The Old English word used was binn(e), which is the direct ancestor of our word, "bin." This is a good equivalent of the word we're used to seeing, "manger," though "manger" comes from later French. In either case, we're talking about a solid feed trough. Of course, after the Norman Conquest, literary Old English died out, and nobody looked at the Anglo-Saxon translations again until early modern times.
John Wycliffe, in the 1300's, uses the word cratche. We're used to seeing this word in its French form, creche, referring to a nativity scene. The outdoor nativity scene was invented by St. Francis of Assisi around 1200. So the word -- and the scene -- would be current by Wycliffe's time. Please note that a cratch (later English spelling) is not a solid trough, but a wooden rack for holding hay.
Either object -- a feed trough or a feed rack -- would do, but what in fact is this thing? Latin praesepium, which both English translations ultimately derive from, could mean several things, including "brothel" and "home turf." Leaving aside those improbable translations, the meaning we're thinking of would be "crib, manger, stall." That doesn't seem to resolve the issue, though; in fact, it expands it. So what was the original Greek that Jerome translated into Latin?

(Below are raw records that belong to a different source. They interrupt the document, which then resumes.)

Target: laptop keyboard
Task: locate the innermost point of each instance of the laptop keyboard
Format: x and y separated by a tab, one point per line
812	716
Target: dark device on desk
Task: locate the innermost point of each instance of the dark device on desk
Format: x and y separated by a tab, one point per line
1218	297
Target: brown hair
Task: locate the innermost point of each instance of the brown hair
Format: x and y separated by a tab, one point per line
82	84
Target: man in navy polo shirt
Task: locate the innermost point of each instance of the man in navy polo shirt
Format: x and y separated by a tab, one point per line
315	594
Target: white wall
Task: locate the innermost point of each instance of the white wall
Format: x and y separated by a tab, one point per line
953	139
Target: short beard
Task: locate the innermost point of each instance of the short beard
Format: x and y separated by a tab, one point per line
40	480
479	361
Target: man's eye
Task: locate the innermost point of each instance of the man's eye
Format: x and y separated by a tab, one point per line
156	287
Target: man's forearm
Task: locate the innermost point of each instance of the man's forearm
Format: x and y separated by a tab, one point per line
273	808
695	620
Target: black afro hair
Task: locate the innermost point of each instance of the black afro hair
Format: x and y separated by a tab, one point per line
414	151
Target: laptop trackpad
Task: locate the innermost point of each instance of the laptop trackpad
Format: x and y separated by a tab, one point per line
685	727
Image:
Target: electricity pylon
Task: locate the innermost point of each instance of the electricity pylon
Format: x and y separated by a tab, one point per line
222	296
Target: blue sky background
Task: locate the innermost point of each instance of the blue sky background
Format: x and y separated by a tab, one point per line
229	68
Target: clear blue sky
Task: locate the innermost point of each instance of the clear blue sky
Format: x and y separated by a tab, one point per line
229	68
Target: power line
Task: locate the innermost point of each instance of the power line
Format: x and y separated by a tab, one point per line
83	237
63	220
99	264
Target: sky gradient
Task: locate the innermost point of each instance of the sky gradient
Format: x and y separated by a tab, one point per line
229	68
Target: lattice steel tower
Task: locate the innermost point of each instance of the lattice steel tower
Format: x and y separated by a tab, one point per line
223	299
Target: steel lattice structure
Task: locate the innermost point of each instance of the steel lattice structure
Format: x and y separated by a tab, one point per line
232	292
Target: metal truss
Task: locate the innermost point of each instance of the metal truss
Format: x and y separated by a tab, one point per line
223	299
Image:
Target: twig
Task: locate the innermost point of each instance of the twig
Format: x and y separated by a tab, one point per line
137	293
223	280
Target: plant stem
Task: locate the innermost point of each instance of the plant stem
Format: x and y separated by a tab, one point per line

In the Greek NT, the word is phatne, and it can mean "manger." But it can also mean "stall." In outdoor contexts, it means "feeding-place." Which means that Luke may actually be saying that the baby was laid in the first floor stall, because there was no room upstairs in the main living quarters (contrasting phatne with kataluma, which refers to the "upper room" of the house). In other words, the infant's bed could have been made up on the floor, as Mary and Joseph's probably was. They may all have been occupying a swept-out stall in the overcrowded house. But, of course, they could also have appropriated whatever was handy for a baby bed.
The animals lodged with the family overnight were probably either donkey(s) or cattle. Both could be fed from either a trough (for grain) or a rack (for fodder). So, you pays your money and you takes your choice.